[dns-operations] Today's Problem: repo.fpki.gov

Wed Oct 19 06:35:22 UTC 2022

Thanks for the interesting discussion on the 
qa.ws.iqt.fiscal.treasury.gov problem. Nice to know I'm not the only one 
who doesn't quite understand why we're getting mixed results despite the 
obviously non-compliant behavior.

But got a new one today. Different failure mode, but same thing. 
Sometimes works, but sometimes SERVFAIL.

Noticed when we started to get some server-admin-heartburn when CRL 
downloads started to fail because of DNS errors. The servers for the 
zone fpki.gov are handing out different DNSKEYs (if the server responds 
at all). The DNSviz for this one pretty clearly catches the problem, but 
you may need a screen magnifier,

https://dnsviz.net/d/repo.fpki.gov/Y08v3Q/dnssec/

You can read all of the "Errors" on the left. (BTW, this zone was 
_completely_ broken for a while this evening. The auth servers appeared 
down. Thought they might have been trying to fix this, but looks like 
it's still there.)

I thought we might have caught it midway through in a bad rollover, but 
it's been this way for a while and the SOAs on all of the servers match.

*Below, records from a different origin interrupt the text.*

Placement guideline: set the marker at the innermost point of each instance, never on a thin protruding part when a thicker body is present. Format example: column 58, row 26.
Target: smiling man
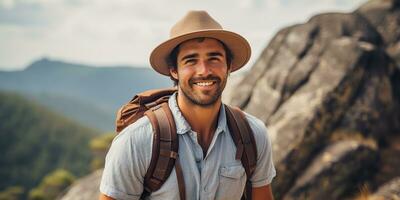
column 199, row 56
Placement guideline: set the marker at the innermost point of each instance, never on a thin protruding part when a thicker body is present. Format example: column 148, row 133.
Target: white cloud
column 125, row 31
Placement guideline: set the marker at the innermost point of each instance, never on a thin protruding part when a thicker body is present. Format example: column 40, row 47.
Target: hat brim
column 238, row 45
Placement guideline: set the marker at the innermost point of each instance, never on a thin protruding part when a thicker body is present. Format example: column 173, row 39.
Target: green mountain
column 35, row 141
column 84, row 93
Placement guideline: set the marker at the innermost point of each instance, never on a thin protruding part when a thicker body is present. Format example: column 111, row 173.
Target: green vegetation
column 35, row 141
column 52, row 185
column 12, row 193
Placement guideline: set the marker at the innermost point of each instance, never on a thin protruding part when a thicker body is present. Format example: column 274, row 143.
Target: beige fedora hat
column 197, row 24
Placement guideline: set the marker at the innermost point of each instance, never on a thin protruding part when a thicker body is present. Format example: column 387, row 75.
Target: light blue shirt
column 217, row 176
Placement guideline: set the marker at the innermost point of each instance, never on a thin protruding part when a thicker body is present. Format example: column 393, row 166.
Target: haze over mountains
column 87, row 94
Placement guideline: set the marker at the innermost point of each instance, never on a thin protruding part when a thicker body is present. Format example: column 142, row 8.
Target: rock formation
column 334, row 78
column 329, row 92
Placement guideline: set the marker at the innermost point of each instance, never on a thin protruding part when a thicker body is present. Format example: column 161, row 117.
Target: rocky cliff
column 329, row 92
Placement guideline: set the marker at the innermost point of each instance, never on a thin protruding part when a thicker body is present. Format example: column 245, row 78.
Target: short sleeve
column 265, row 170
column 127, row 161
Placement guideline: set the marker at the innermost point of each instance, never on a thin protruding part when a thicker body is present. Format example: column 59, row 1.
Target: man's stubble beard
column 195, row 99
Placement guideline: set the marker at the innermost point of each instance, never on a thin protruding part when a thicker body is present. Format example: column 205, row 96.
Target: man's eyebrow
column 193, row 55
column 214, row 54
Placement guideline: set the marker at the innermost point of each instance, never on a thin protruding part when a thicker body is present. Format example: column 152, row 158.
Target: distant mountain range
column 35, row 141
column 90, row 95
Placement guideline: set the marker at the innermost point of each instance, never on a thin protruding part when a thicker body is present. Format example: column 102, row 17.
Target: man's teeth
column 204, row 83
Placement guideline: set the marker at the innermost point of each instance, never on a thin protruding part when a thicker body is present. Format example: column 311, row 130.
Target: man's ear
column 173, row 73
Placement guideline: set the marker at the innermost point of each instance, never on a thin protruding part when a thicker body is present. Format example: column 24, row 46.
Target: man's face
column 201, row 71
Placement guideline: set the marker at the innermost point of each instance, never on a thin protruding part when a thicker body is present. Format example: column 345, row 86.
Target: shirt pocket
column 232, row 181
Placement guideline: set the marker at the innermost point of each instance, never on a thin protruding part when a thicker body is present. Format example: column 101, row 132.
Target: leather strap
column 165, row 147
column 246, row 149
column 181, row 181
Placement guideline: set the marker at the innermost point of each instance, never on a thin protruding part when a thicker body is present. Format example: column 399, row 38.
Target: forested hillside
column 35, row 141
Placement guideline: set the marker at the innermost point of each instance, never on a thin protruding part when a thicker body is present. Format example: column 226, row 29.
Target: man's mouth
column 205, row 83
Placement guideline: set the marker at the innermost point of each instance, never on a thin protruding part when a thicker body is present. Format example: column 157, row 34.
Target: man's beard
column 195, row 98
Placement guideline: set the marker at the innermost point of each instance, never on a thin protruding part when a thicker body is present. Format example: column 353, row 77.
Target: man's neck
column 202, row 119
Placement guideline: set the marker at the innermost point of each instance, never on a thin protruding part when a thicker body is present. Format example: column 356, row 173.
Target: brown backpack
column 154, row 104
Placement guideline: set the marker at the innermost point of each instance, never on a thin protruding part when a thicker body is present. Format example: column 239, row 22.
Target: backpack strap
column 164, row 151
column 246, row 149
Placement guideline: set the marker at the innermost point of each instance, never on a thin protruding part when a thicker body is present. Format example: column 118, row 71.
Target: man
column 199, row 57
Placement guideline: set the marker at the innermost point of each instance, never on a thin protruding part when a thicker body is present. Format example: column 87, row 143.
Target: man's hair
column 172, row 59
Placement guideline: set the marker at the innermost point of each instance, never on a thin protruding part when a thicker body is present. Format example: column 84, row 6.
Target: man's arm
column 262, row 193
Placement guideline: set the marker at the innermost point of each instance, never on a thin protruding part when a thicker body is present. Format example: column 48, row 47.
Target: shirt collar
column 182, row 126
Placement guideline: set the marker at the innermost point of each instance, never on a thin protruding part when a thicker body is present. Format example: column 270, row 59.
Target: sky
column 124, row 32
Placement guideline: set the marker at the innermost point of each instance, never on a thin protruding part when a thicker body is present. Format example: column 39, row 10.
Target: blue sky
column 104, row 32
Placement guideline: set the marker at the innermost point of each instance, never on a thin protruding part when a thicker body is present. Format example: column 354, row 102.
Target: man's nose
column 203, row 68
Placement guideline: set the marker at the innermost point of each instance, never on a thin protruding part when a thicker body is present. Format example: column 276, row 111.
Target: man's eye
column 190, row 61
column 214, row 59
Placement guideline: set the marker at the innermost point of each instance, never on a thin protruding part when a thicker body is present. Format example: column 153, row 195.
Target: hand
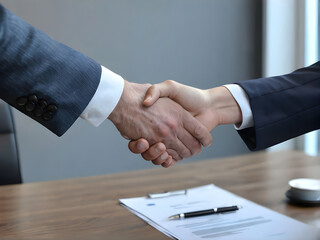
column 166, row 121
column 212, row 107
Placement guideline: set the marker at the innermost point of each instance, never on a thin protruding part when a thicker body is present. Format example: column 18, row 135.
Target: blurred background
column 202, row 43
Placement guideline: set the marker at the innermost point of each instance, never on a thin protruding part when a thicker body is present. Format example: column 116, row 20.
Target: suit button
column 30, row 106
column 42, row 103
column 32, row 98
column 21, row 101
column 52, row 108
column 38, row 111
column 47, row 116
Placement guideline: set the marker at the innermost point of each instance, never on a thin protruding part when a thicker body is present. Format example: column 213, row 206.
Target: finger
column 165, row 89
column 174, row 154
column 164, row 157
column 138, row 146
column 191, row 143
column 154, row 151
column 168, row 163
column 197, row 130
column 179, row 147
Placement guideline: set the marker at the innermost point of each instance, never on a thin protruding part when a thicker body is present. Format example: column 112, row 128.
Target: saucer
column 301, row 201
column 304, row 191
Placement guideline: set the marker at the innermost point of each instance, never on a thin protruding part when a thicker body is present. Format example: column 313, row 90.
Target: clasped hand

So it's pretty easy to see how something could break. If a resolver gets 
the DNSKEYs from a server with ones that don't match the RRSIGs you've 
got, you can't validate.

But here's my question, are DNS resolvers, and specifically, BIND, 
forgiving enough to try other authoritative servers for missing DNSKEYs 
for cases just like this? Will they searching other authoritative 
servers in search of a matching DNSKEY.

Or can they come at it from the other way? If the RRSIGs don't line up 
with the available DNSKEYs, the server doesn't cache these target RRsets 
and the resolver makes another try, possibly to a different server.

But even if resolvers do this stuff, I think I still see how this could 
break things. If a recursive resolver is doing "forward-only" through 
another caching resolver, the end resolver will only get whatever the 
forwarder has in its cache. If the middle resolver has incompatible or 
incomplete DNSKEYs and RRSIGs, there isn't a way for the end resolver to 
force the intermediate resolver to go out and get DNSKEYs from the other 
authoritative servers for the zone.

Does that scenario make sense? I've been dumping caches and trying to 
see what the server is doing when things are working and when they are 
not, but thought I'd just try the people with the deep resolver 
knowledge.

But I /really/ just wish .gov orgs would fix their @*%$ DNSSEC!